訪韓から時間が空いてしまいましたが、その時の様子を何回かに分けてご報告します。まず今回は進歩政党4党との交流についてです。

進歩党~解散から復活までの壮絶な努力~

最初に交流したのは進歩党です。金在姸(キム・ジェヨン)常任代表、尹鍾五(ユン・ジョンオ)院内代表、全鐘德(チョン・ジョンドク)院内副代表、洪憙眞(ホン・フィジン)青年進歩党代表が出迎えて下さいました。

進歩党の前身である統一進歩党は、2014年12月に憲法裁判所から解散を宣告されました。強制解散から10年近くの年月を経た4月の総選で3議席を獲得するという大復活を果たした進歩党に、復活までの努力や党が重要視する政策について聞きました。

進歩党は農業・労働・女性・青年の4分野に特に注力し、それぞれの分野に特化した共同代表を置いています。
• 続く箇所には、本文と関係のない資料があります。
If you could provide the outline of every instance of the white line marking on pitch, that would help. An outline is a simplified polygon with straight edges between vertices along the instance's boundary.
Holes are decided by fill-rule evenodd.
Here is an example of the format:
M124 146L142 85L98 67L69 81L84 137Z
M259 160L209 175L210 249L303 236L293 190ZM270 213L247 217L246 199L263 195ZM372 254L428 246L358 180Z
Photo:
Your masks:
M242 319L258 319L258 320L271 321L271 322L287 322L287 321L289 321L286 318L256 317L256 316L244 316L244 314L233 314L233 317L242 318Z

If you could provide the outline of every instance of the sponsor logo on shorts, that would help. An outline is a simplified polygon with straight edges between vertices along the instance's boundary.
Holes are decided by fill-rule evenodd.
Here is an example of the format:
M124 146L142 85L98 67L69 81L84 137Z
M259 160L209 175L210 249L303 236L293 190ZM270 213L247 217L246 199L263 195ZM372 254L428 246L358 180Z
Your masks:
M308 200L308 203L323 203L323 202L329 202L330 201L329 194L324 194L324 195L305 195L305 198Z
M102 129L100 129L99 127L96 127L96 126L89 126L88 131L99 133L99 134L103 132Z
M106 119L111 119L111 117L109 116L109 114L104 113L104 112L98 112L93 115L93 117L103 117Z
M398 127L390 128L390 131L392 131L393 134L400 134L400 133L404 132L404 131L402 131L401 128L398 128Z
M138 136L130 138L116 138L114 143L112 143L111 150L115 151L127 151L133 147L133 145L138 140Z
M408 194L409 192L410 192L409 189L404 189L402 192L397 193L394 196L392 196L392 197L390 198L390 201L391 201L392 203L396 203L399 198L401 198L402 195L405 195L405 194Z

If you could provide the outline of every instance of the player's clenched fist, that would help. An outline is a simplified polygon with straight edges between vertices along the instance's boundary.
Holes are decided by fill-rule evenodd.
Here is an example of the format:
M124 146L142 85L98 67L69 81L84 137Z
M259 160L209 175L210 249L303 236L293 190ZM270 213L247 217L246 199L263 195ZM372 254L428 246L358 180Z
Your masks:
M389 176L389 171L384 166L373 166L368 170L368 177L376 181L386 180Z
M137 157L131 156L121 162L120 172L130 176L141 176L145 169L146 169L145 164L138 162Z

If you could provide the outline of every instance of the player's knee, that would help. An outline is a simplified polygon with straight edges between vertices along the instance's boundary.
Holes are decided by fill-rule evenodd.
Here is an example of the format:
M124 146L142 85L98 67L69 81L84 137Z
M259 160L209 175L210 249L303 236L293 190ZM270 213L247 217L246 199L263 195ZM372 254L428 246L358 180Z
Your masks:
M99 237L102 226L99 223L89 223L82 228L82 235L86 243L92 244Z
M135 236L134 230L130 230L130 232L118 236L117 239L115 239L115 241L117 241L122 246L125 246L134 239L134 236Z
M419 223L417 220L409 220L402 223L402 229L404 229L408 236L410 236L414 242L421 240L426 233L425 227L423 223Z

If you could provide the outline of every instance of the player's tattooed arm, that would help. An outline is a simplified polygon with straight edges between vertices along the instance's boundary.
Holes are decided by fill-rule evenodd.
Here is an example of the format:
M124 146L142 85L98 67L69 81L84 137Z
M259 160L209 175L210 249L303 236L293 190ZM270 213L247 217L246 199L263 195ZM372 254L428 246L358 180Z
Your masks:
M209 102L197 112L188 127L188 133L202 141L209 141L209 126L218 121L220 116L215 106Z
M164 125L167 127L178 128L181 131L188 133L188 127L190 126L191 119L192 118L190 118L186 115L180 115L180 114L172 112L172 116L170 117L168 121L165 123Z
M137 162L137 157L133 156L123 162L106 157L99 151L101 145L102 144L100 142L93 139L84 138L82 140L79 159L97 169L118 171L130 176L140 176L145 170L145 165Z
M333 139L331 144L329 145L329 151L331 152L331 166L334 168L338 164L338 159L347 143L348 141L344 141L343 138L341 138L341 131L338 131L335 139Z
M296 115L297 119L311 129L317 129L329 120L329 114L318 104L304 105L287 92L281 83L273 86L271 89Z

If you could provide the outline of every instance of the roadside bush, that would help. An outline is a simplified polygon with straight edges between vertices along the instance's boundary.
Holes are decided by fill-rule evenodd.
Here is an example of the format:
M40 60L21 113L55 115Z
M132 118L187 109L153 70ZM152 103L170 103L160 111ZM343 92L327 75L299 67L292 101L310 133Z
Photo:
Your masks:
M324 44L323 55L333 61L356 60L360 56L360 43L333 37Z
韓国は穀物自給率が20%台となるなど、日本と同様の食糧問題を抱えています。野党は糧穀管理法改正案を提出し、米価暴落時に国が余ったコメを買い入れることを定め、食料の安定供給と農業生産力の強化を図ろうとしましたが、大統領が拒否権を行使しました。輸入依存・市場経済任せの農業政策に固執する現政権に対し、進歩党は農業を市場経済任せにせず国の責任を明確にする「農民農業農村基本法」を提案する等の取り組みをしています。農業者戸別所得補償制度の復活を掲げる日本の社民党とも、目指す方向が同じことが確認されました。
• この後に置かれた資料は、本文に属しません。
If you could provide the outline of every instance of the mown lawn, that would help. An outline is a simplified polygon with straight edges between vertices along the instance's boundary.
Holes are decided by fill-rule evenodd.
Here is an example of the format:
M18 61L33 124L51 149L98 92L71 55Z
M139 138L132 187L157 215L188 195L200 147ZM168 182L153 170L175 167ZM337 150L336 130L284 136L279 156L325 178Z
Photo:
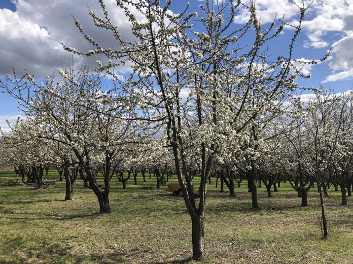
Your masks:
M64 201L64 182L47 189L4 187L11 172L0 172L0 263L185 263L192 255L191 221L182 198L155 179L114 178L113 212L99 215L91 190L78 180L74 200ZM49 180L58 178L51 171ZM197 179L196 179L197 180ZM176 181L176 177L171 180ZM289 184L274 197L259 189L260 210L252 210L246 183L237 196L208 185L204 263L353 263L353 199L340 206L340 192L326 203L330 237L320 238L317 194L307 208Z

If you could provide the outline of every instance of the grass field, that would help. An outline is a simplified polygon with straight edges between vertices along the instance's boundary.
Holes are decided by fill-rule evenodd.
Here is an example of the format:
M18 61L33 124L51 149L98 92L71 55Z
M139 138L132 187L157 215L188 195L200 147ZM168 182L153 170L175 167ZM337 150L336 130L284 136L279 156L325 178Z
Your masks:
M58 173L49 172L49 179ZM114 178L112 213L99 215L91 190L76 183L64 201L64 182L47 189L3 187L11 172L0 172L0 263L185 263L192 255L191 221L182 198L155 179L127 189ZM171 179L176 181L174 176ZM353 199L340 206L340 192L326 203L329 239L320 238L318 196L309 206L289 184L274 197L259 189L260 210L252 210L246 182L230 197L208 185L204 263L353 263ZM194 263L190 261L190 263Z

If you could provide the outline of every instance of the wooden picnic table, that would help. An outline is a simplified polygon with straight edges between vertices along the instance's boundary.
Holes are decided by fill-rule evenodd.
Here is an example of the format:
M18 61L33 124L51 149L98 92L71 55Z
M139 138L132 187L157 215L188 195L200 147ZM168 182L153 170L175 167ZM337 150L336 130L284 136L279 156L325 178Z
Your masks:
M18 181L18 179L17 179L16 181L14 181L13 180L9 180L9 181L6 184L6 185L8 186L16 186L17 184L18 184L17 183Z

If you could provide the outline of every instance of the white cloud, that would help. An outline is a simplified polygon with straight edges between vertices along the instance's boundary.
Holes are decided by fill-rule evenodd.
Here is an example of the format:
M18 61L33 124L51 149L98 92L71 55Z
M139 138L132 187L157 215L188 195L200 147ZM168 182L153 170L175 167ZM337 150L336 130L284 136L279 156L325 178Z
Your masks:
M37 77L43 77L62 65L70 64L72 54L63 50L60 41L78 50L93 49L75 26L72 15L79 19L85 32L103 47L118 48L113 35L95 27L89 14L87 6L97 15L102 15L98 1L82 2L17 0L14 2L15 12L0 9L0 76L11 75L13 65L21 74L25 68ZM117 10L116 1L106 0L105 3L108 11L114 9L110 12L113 23L126 38L132 40L130 27L123 12ZM85 63L88 66L95 64L97 58L104 63L104 58L73 56L75 64Z
M8 121L11 124L15 123L19 118L25 119L25 117L21 115L0 115L0 128L4 131L9 131L10 127L9 127L7 121Z
M301 1L296 1L300 4ZM244 2L249 4L250 0ZM309 2L304 1L307 5ZM288 0L264 0L256 2L257 11L262 23L271 22L276 14L277 17L285 14L290 23L298 24L299 11L292 1ZM242 9L235 19L236 23L243 23L249 19L250 14ZM286 26L286 28L290 28ZM333 73L324 82L336 81L353 78L353 0L315 0L308 10L302 23L303 32L308 37L304 42L305 48L322 49L332 47L332 57L330 67ZM334 39L330 39L334 35ZM311 68L311 67L310 67ZM305 69L304 69L305 70ZM307 69L310 71L309 69Z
また、強制解散から復活を果たした背景には、労働運動に参加して組織労働者の支持を固めてきた他、お年寄りの見回りや雪下ろしの手伝い等の住民密着型の活動を重ねてきた経緯があることも教えてくれました。非正規労働者の組織化について尋ねた大椿ゆうこに対しては、食べて暮らしていくこと自体に苦労する不安定生活を送る非正規労働者を政治運動の場に招き入れることは難しいとしながらも、労働者組織率を上げ、非正規労働者の待遇を改善すれば、運動への参加も広がると考えているとの答えでした。

祖国革新党~社会権先進国を目指す~

祖国革新党は文在寅政権下で法務部長官を務めた曹国氏が今年3月に結党した政党です。極めつけに若い政党ですが、4月の総選ではいきなり12議席を獲得しました。社民党との懇談には金竣享(キム・ジュニョン)党代表権限代行、申荘植(シン・ジャンシク)院内副代表兼代弁人、金載原(キム・ジェウォン)院内副代表、李海珉(イ・ヘミン)広報委員長、車圭根(チャ・ギュグン)党代表秘書室長の5人の国会議員が参席して下さり、党が掲げる検察改革、「社会権先進国第7共和国構想」、LINE Yahoo問題等について議論しました。
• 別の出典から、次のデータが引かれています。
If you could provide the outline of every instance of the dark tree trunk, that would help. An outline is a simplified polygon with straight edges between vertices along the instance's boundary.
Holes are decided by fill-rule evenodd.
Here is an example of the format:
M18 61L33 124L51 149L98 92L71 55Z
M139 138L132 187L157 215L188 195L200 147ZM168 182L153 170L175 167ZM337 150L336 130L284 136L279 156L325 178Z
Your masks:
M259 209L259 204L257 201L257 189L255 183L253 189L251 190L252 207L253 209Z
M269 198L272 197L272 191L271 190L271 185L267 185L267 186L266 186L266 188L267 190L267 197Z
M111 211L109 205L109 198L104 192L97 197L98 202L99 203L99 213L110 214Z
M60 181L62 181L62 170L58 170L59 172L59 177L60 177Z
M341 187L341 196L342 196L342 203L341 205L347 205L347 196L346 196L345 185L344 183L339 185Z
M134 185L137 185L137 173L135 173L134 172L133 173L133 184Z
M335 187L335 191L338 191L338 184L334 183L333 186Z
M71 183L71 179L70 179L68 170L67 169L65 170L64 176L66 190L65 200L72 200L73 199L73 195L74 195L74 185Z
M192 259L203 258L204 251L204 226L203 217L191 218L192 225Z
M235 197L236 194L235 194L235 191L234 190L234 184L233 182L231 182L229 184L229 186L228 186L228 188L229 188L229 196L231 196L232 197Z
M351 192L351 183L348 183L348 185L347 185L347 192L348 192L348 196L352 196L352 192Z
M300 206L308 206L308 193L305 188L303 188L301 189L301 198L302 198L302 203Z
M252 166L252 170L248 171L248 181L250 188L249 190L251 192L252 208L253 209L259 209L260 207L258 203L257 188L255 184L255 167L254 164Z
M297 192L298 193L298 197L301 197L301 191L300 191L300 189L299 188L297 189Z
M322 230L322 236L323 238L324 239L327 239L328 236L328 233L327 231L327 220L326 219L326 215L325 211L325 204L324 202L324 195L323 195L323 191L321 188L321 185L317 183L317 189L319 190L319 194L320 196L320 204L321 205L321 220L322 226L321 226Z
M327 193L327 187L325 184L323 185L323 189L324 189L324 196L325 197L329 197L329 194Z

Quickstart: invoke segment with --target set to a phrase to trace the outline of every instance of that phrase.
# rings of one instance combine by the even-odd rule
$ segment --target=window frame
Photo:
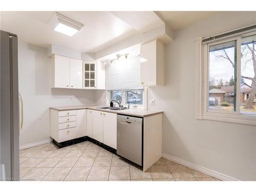
[[[232,37],[227,37],[203,44],[202,37],[196,39],[197,63],[197,110],[196,118],[233,123],[256,125],[256,115],[241,114],[240,112],[240,93],[241,91],[241,39],[251,35],[255,35],[256,32],[245,33]],[[221,111],[208,110],[209,97],[209,47],[214,45],[237,40],[237,90],[236,111]],[[239,86],[240,85],[240,86]],[[239,93],[239,94],[238,94]]]
[[[128,106],[128,103],[127,102],[127,92],[129,91],[142,91],[142,94],[143,94],[143,103],[142,104],[133,104],[133,103],[130,103],[130,106],[134,105],[137,105],[138,108],[145,108],[145,103],[146,102],[145,101],[145,88],[143,89],[138,89],[138,90],[106,90],[107,94],[106,95],[108,95],[108,97],[107,97],[107,99],[106,100],[107,101],[107,104],[109,104],[110,103],[110,101],[112,100],[112,92],[113,91],[122,91],[122,94],[123,94],[123,97],[122,97],[122,105],[124,106]]]

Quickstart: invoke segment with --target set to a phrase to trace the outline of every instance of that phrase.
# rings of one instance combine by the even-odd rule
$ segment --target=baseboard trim
[[[175,163],[180,164],[186,167],[193,168],[196,170],[202,173],[203,174],[208,175],[210,176],[215,177],[217,179],[220,179],[222,181],[240,181],[239,179],[234,178],[233,177],[228,176],[227,175],[222,174],[220,173],[216,172],[208,168],[196,165],[189,162],[184,161],[182,159],[177,158],[177,157],[171,156],[170,155],[162,153],[162,157],[169,160]]]
[[[44,144],[47,144],[51,143],[52,142],[52,139],[49,139],[44,140],[43,141],[40,141],[38,142],[35,142],[32,143],[27,144],[26,145],[21,145],[19,146],[19,150],[26,150],[26,148],[33,147],[34,146],[36,146],[38,145],[43,145]]]

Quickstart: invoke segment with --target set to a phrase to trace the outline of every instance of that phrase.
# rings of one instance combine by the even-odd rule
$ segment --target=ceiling
[[[200,19],[216,14],[218,11],[156,11],[173,29],[177,30]]]
[[[174,30],[216,12],[59,11],[84,27],[73,36],[54,31],[49,25],[54,11],[1,12],[1,29],[19,39],[42,47],[54,44],[81,52],[95,53],[166,22]]]

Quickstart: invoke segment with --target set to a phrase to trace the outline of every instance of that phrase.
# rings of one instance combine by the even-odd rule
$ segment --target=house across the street
[[[245,83],[241,84],[240,102],[242,105],[244,105],[245,101],[249,98],[251,89],[251,87]],[[218,100],[218,104],[223,102],[232,104],[234,99],[234,86],[222,86],[220,89],[212,89],[209,91],[209,97],[215,98]],[[253,105],[256,105],[256,96]]]

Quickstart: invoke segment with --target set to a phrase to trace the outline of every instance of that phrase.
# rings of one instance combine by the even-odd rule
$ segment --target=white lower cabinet
[[[116,149],[116,114],[89,109],[50,113],[51,137],[57,142],[88,136]]]
[[[93,138],[103,143],[103,112],[93,111]]]
[[[76,137],[86,136],[87,110],[76,110]]]
[[[117,114],[92,111],[93,138],[116,149]]]
[[[50,111],[50,136],[57,142],[86,136],[87,110]]]
[[[87,135],[93,138],[93,110],[87,110]]]
[[[116,150],[117,114],[104,113],[103,117],[103,143]]]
検察改革については、現在検察が捜査権と起訴権の両方を掌握していることが「検察独裁」の原因だとして、検察庁を廃止して捜査権を持つ重大犯罪捜査庁と起訴権を持つ公訴庁という別々の組織を新設すること、捜査における人権侵害を防止するための捜査節次(手続)法を制定すること等を掲げています。

また、社会権の具体的要素としては、①教育権、②労働権、③文化権、④ケア権、⑤健康権、⑥環境権、⑦住居権、⑧デジタル権を掲げているとのことです。現在韓国の勤労基準法は常時雇用する勤労者数が4人以下の事業場には適用されません。また、プラットフォーム労働者や特殊雇用労働者(日本の一人親方や個人事業主に相当する)等、従来の勤労者(労働者)概念に該当しない労働者は労働法制の保護から除外されています。そこで、全ての労働者の「労働権」の保障のため、現行労働法に保護されない働き方をしている労働者も保護の範囲内に含めるための法整備を目指しているそうです。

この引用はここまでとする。